第2話
「麻衣さんの旦那さんって、来週から出張なんでしょ?じゃあ、絶対大丈夫よ。来週セッティングしておくから、夜、絶対来てよね」
昼の会合の最中、リーダーである真由美が麻衣に迫ってきた。どうやら麻衣が他の主婦に話したことを、さっそく聞きつけたようである。麻衣は夫が来週から海外出張であることを黙っているつもりだったが、あの嫉妬深い夫から解放される喜びから、つい仲のいい主婦の1人に喋っていた。
「で、でも・・。やっぱり私、夜は・・」
「だって、これ逃したら、もう夜は行けないでしょ? 1回ぐらい、いいじゃない。ね?」
「・・はい。じゃあ、お願いします。あんまり遅くなると困るんですが・・」
「大丈夫よ。夜6時から9時ぐらいまで、たぶん3時間ぐらいだと思う。麻衣さん、ドタキャンは無しよ」
こうして、麻衣は初めて夜の会合に参加することになった。翌週の日曜日、夫の和彦が麻衣の身を心配しながらも、海外出張に出かけていった。直前まで和彦から出張について来て欲しいと頼まれていたが、せっかくだから1人でゆっくりしたいと麻衣は頑なに断っていた。その晩、自宅でくつろいでいた麻衣に真由美から電話がかかってきた。明後日、火曜日の夕方4時に迎えに来るとのことだった。それを了承した麻衣は、夜の会合が少し楽しみだった。この何年かは夜に出歩いたことも無く、久しぶりに独身に戻ったかのような開放感を感じていた。

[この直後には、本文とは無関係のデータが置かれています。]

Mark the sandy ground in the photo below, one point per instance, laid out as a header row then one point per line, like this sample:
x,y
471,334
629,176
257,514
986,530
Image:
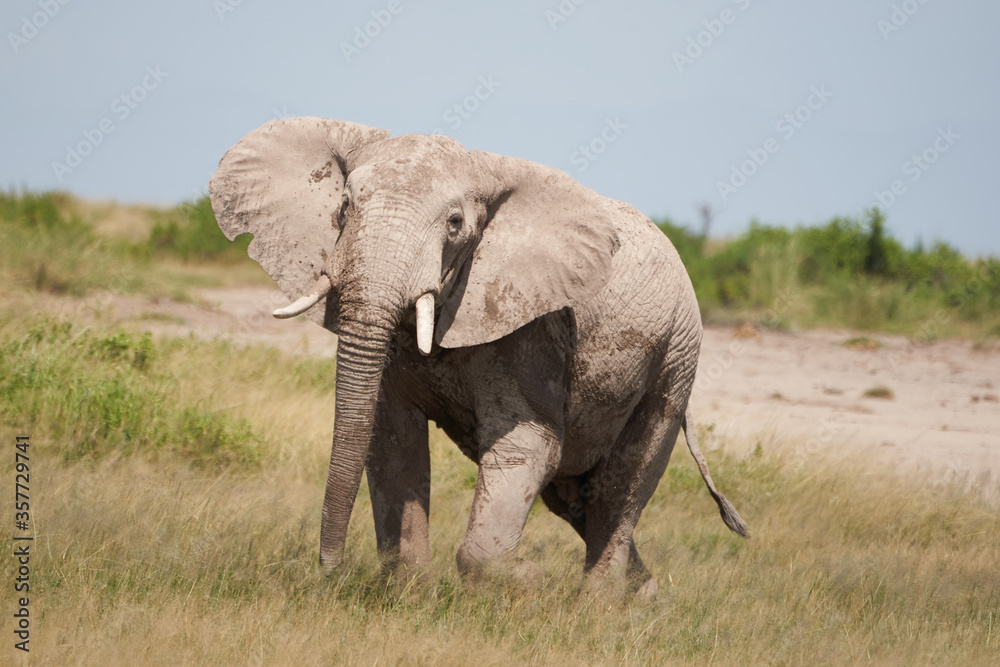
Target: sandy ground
x,y
804,391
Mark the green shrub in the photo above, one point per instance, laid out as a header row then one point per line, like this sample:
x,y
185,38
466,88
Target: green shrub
x,y
43,249
190,231
848,273
98,395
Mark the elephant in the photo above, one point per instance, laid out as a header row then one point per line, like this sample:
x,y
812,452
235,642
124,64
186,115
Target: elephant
x,y
552,333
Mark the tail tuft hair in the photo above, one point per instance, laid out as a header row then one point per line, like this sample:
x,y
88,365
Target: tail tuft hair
x,y
729,514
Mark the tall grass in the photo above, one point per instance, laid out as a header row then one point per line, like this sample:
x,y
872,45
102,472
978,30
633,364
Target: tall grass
x,y
46,246
164,541
160,563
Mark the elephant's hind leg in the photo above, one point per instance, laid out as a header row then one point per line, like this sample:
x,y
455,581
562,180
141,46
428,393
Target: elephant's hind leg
x,y
619,488
563,497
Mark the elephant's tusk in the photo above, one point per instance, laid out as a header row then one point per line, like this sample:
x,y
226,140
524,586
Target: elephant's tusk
x,y
304,303
425,323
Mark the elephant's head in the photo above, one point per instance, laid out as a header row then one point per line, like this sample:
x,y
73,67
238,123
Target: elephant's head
x,y
365,230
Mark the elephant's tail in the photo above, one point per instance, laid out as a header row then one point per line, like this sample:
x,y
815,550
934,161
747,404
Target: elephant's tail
x,y
726,509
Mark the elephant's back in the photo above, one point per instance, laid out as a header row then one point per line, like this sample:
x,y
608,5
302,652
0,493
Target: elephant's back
x,y
643,322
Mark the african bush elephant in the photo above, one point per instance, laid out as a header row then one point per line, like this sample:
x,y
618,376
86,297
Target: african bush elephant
x,y
551,332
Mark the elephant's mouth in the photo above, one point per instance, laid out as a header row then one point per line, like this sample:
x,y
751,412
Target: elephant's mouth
x,y
323,286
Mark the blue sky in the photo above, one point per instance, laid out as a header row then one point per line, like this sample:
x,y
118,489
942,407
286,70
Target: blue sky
x,y
787,112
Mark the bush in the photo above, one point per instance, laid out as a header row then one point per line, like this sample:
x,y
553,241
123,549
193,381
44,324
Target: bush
x,y
42,248
846,273
98,395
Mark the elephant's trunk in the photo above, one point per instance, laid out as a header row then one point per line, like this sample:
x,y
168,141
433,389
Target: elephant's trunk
x,y
361,355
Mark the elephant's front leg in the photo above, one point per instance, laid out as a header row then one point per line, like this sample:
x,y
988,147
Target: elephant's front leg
x,y
399,481
517,464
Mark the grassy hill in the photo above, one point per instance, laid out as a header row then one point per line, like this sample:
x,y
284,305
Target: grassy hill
x,y
176,484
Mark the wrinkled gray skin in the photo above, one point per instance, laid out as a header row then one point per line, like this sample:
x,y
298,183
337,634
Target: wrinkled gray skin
x,y
565,341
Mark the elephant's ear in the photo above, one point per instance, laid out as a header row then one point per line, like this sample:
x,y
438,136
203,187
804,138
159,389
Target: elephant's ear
x,y
547,244
283,183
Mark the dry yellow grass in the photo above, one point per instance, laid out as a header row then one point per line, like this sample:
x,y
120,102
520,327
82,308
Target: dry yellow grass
x,y
155,558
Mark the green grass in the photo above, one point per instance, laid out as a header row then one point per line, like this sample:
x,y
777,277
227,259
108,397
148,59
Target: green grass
x,y
46,246
101,394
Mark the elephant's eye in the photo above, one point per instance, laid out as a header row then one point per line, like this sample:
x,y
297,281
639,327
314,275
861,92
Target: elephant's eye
x,y
341,217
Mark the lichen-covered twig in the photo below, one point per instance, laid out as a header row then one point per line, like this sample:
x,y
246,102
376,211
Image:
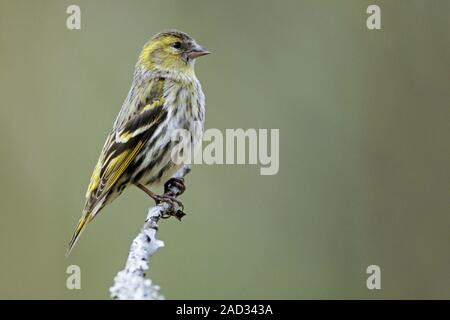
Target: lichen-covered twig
x,y
130,283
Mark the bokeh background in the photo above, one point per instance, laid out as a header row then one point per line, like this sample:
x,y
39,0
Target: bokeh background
x,y
364,149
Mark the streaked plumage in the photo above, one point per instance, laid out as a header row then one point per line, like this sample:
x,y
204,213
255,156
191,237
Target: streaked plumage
x,y
165,95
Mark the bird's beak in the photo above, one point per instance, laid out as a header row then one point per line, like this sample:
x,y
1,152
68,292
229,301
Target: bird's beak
x,y
197,51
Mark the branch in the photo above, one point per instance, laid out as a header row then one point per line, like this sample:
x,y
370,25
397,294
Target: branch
x,y
130,283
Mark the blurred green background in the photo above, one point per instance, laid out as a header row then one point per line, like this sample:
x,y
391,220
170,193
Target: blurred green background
x,y
364,149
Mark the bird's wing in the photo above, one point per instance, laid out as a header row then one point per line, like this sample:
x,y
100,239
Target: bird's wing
x,y
121,147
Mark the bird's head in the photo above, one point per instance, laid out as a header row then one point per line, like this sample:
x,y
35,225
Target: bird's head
x,y
171,51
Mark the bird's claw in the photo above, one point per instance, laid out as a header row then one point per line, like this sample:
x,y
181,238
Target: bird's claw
x,y
170,199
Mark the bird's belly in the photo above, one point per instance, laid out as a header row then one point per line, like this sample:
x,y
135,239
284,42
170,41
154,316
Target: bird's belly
x,y
158,164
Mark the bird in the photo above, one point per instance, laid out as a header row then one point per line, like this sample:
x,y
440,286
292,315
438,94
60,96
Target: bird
x,y
165,96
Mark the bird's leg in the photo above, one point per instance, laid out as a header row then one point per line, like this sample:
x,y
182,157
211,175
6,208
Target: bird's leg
x,y
169,197
174,182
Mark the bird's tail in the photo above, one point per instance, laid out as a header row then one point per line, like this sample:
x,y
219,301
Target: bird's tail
x,y
78,230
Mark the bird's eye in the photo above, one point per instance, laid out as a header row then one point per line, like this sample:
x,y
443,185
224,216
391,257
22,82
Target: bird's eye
x,y
176,45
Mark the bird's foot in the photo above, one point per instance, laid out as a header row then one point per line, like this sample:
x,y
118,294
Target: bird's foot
x,y
174,203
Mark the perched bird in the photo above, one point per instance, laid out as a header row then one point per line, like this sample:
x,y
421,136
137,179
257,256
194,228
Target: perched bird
x,y
165,95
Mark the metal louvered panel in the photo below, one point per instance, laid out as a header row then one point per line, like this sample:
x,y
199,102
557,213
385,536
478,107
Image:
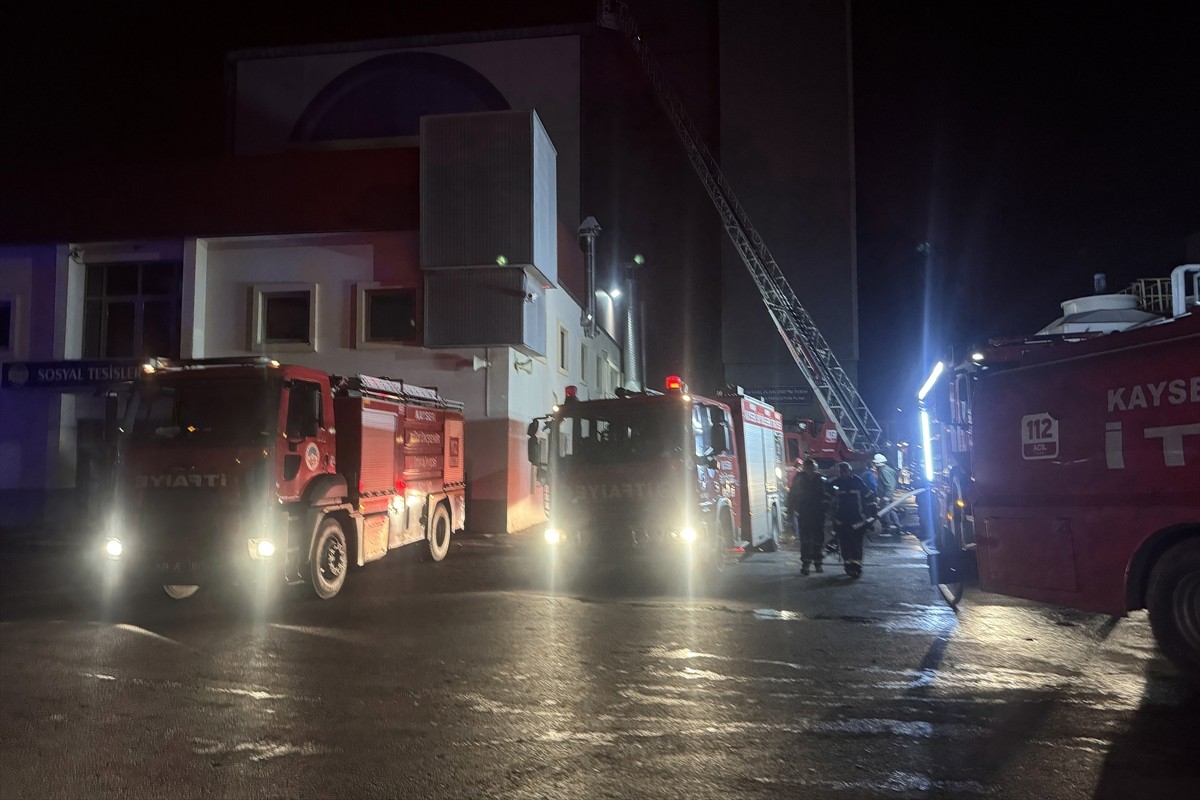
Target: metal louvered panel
x,y
489,190
485,307
378,451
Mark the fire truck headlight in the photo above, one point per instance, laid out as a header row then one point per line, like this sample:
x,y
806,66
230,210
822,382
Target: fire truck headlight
x,y
261,548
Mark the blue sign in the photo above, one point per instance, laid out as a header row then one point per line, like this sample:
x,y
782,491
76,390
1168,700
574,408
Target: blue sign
x,y
69,374
777,395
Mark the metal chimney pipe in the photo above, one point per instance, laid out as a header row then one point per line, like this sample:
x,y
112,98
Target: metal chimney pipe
x,y
634,350
588,232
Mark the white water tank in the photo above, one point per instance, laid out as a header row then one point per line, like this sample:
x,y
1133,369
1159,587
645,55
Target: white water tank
x,y
1102,313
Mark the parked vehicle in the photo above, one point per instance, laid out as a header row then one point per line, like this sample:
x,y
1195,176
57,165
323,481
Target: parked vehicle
x,y
232,470
1069,473
666,474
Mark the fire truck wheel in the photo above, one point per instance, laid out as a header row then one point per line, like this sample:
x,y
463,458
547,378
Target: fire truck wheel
x,y
1174,602
330,561
437,545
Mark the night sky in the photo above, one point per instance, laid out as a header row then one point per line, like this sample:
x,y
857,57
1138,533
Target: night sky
x,y
1030,145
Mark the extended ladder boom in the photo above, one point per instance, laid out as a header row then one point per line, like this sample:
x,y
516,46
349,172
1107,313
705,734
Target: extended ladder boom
x,y
837,394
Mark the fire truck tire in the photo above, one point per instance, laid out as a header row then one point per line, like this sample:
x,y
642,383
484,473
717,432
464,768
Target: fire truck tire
x,y
1173,600
180,590
437,543
329,559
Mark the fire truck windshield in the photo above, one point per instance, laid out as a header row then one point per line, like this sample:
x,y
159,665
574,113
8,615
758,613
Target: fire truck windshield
x,y
623,434
214,411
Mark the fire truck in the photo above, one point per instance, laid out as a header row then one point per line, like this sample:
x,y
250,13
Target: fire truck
x,y
1071,474
669,474
247,470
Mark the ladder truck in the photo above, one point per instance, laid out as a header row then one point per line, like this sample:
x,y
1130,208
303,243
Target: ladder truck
x,y
838,396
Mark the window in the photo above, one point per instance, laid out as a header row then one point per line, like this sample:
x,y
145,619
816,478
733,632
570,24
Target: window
x,y
564,343
286,317
7,322
387,316
132,310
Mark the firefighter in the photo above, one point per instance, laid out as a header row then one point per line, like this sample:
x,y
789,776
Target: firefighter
x,y
853,504
808,498
885,492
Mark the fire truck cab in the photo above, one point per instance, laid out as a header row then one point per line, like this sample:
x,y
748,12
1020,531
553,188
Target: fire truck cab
x,y
246,470
1067,470
661,473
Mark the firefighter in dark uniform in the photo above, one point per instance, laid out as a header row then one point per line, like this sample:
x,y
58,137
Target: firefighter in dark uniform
x,y
852,504
808,498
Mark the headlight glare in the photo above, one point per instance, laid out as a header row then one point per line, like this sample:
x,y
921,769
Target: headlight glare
x,y
261,548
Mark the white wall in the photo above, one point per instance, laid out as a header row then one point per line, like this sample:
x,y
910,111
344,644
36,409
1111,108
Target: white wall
x,y
501,400
541,73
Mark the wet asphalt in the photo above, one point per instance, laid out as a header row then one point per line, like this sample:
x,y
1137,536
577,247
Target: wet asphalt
x,y
493,675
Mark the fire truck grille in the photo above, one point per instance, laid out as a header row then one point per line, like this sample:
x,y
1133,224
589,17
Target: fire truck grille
x,y
184,522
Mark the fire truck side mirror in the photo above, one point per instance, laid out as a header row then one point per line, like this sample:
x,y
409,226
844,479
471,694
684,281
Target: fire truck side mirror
x,y
534,447
720,438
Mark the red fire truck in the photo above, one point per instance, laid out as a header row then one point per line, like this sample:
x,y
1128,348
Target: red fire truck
x,y
663,473
1072,475
246,469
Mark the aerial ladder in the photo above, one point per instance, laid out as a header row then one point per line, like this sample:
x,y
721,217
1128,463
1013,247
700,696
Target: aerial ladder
x,y
837,394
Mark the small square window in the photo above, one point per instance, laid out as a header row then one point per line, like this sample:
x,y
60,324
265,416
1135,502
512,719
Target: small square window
x,y
387,316
286,317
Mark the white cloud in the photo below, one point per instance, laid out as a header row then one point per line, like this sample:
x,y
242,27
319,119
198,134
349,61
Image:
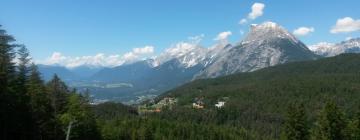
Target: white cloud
x,y
256,10
303,31
223,36
243,21
345,25
196,39
348,38
144,50
100,59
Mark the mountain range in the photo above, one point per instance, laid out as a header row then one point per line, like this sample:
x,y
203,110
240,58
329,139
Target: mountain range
x,y
267,44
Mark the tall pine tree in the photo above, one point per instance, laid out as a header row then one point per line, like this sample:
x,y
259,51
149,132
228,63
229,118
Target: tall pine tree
x,y
331,124
10,121
296,124
40,104
59,94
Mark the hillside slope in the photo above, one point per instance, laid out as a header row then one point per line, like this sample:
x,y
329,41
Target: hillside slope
x,y
258,100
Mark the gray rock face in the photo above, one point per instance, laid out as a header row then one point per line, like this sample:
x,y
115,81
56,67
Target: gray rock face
x,y
266,45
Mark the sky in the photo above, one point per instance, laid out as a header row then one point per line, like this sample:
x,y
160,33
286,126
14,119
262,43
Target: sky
x,y
114,31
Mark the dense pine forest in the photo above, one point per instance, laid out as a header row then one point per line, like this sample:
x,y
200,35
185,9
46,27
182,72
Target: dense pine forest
x,y
302,100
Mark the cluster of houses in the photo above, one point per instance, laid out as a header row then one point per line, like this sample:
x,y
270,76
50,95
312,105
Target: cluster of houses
x,y
199,104
155,108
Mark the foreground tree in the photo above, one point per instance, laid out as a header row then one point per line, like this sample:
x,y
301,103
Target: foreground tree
x,y
40,105
296,124
13,122
79,119
331,124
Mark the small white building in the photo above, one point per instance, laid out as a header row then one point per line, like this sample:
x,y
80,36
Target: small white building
x,y
220,104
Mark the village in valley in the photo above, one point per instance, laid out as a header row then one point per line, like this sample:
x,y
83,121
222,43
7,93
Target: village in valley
x,y
170,102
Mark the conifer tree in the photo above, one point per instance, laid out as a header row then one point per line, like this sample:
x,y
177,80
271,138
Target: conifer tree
x,y
331,123
40,104
59,97
9,120
296,125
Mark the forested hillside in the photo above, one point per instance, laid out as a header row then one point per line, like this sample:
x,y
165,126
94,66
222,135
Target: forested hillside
x,y
301,100
259,100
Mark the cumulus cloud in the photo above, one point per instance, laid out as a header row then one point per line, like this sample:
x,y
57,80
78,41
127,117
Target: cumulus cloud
x,y
144,50
303,31
243,21
256,10
345,25
348,38
223,36
99,59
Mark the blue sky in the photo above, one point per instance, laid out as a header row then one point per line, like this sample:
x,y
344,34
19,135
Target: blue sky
x,y
88,27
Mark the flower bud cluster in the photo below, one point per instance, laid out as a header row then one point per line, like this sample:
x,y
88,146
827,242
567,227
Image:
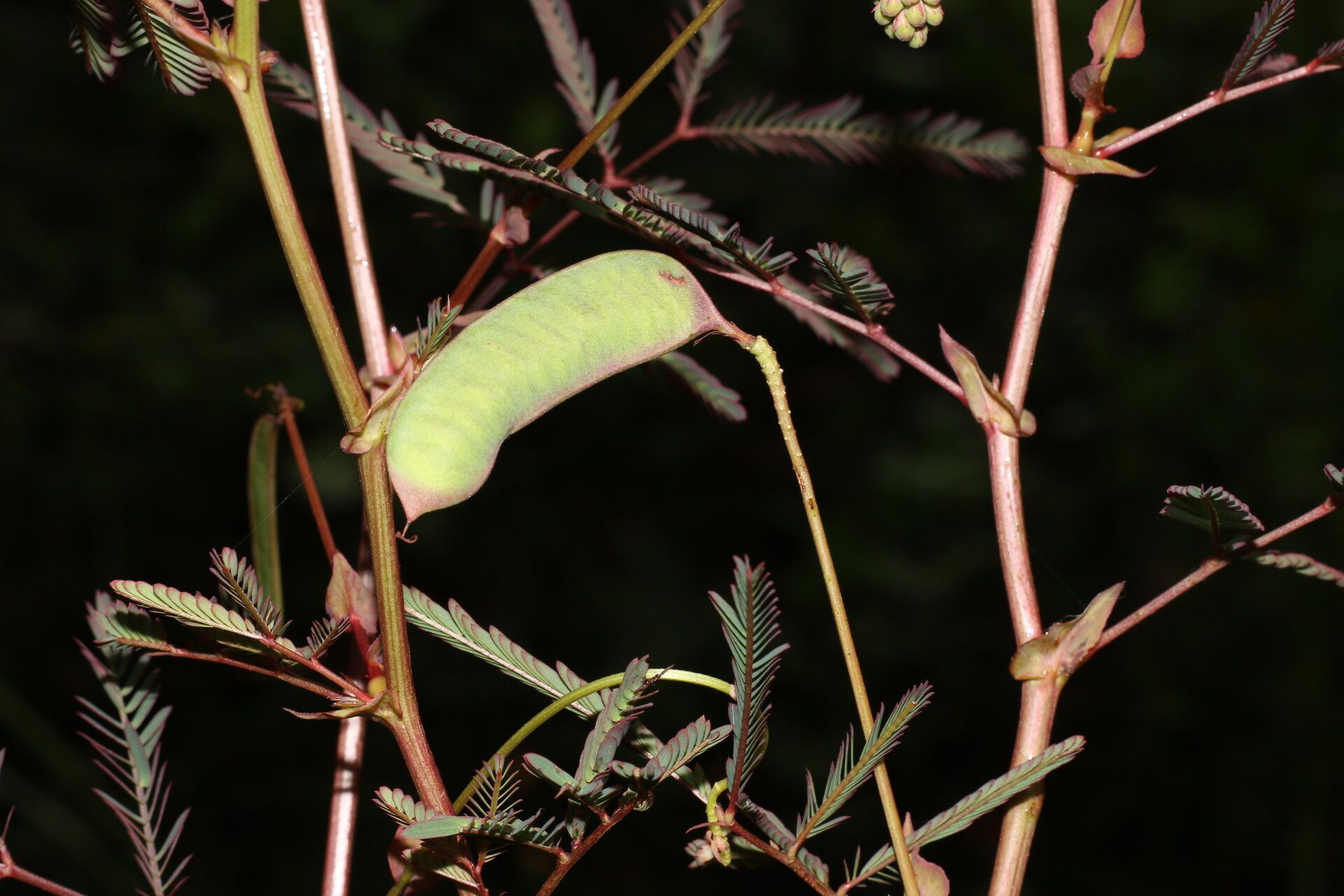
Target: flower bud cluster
x,y
909,20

そして、火曜日の夕方。約束の時間通りに真由美がやって来た。
「麻衣さん、じゃあ行きましょうか。今日都合がついたのは、この3人だけだったけど、大丈夫よね?」
もう1人の主婦は裕子(ゆうこ)であり、それを見た麻衣は一安心していた。裕子は麻衣より2つ年上の31歳で、麻衣がこのマンションの中でも一番親しくしている主婦友である。お互いにまだ子供がいないこともあり、昼間2人で出かけることも多かった。裕子は麻衣ほどの胸の大きさは無かったが、スラッとした美人で、2人で街中に出かけると男にナンパされることも度々あった。
「麻衣さん。私、今日のこと楽しみにしてたのよ。麻衣さんの旦那さんって、束縛きついでしょ?たまには息抜きしないとね」
裕子にそう言われリラックスした麻衣は、3人でマンションを出てタクシーに乗り込むと、街の中心部へと出かけていった。